Although this Kickstarter pitch is perhaps lacking compared to the others, the idea of Thoughts? intrigued me enough to read on. Besides, I love the underdogs. The concept for this 3D platformer is relatively simple; the most boring man on the planet has finally, FINALLY had one original, inspired thought. This intangible cloud of ideas must circumnavigate the dangers of the subconscious in order to be heard, battling against other mundane thoughts like Procastination or UTP (Urge To Pee) as they journey through different areas of the brain.

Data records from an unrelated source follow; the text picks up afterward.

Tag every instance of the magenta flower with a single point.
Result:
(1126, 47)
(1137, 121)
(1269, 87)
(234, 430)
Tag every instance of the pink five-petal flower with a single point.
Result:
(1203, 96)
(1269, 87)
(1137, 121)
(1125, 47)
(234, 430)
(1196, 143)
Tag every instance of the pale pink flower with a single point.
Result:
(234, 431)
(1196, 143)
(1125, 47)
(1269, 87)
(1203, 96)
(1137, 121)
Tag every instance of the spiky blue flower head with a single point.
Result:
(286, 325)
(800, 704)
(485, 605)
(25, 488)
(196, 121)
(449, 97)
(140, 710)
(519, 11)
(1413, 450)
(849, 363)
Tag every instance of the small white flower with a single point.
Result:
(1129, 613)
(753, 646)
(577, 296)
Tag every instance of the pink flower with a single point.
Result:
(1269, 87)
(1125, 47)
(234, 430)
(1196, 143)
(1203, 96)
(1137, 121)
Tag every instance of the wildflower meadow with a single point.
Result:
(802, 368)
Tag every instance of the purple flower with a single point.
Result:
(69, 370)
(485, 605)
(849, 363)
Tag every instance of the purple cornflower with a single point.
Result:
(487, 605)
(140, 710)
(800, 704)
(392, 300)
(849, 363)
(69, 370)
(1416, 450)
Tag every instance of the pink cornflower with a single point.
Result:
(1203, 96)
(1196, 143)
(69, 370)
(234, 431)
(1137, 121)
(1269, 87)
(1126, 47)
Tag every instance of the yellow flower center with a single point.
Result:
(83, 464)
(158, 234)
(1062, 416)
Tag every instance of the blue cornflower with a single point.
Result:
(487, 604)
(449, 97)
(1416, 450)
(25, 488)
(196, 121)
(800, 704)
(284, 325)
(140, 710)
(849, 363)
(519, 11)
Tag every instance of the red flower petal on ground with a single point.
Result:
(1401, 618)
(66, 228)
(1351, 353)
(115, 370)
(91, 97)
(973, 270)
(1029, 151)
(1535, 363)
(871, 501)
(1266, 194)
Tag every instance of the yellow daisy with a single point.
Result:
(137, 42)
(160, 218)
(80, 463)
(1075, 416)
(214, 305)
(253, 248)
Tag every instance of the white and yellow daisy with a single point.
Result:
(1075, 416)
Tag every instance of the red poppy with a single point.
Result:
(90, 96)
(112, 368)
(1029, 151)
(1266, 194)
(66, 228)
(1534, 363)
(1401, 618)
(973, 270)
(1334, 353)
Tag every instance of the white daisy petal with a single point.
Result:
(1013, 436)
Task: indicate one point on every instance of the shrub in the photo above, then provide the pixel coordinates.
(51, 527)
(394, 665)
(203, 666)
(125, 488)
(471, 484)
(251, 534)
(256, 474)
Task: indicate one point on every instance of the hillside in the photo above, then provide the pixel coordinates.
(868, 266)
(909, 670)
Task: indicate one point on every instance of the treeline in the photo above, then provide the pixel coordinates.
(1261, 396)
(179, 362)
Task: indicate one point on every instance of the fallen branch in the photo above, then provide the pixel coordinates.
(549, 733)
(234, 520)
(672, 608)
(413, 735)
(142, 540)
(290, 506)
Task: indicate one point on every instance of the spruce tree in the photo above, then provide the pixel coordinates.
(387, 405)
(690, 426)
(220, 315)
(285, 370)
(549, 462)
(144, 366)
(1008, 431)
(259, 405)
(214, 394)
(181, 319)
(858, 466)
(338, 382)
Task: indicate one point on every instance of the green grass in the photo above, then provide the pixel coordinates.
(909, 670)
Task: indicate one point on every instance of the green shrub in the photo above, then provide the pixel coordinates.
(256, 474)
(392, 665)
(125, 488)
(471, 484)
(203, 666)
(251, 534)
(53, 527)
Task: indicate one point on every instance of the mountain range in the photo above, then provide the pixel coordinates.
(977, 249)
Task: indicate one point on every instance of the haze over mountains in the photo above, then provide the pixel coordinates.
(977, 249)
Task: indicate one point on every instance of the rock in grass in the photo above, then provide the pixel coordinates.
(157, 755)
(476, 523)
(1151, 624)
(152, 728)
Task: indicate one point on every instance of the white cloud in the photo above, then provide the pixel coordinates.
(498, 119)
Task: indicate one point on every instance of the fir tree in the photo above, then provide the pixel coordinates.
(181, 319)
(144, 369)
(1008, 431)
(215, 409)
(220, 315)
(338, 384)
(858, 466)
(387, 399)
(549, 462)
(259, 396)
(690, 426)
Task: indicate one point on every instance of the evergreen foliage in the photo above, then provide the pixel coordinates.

The developers have not made themselves known (beyond the mysterious Zac), but they are hoping to raise $11,000 for Unity3D Pro and Autodesk Maya licenses before working on other elements such as sound. While they may wish to have spent more time working on their Kickstarter plan, there is no denying the group’s passion. As Zac says, “We are a young team, yes, but that does not mean we don’t work as hard at what we do or care any less about it.” $1 donation gets you a special thanks credit, while $15 will grant you a DRM-free version of the finished game. Dropping $2,000 will grant you EVERYTHING (including, bizarrely, a tweet-sized piece of dialogue and an in-game advertisement in the Dream level).
I hope all of these Kickstarters receive the funding they need, just to get some more potentially awesome self-started games out there. What do you think? Do any of these interest you? Are there any games on Kickstarter you’d like us to write about?”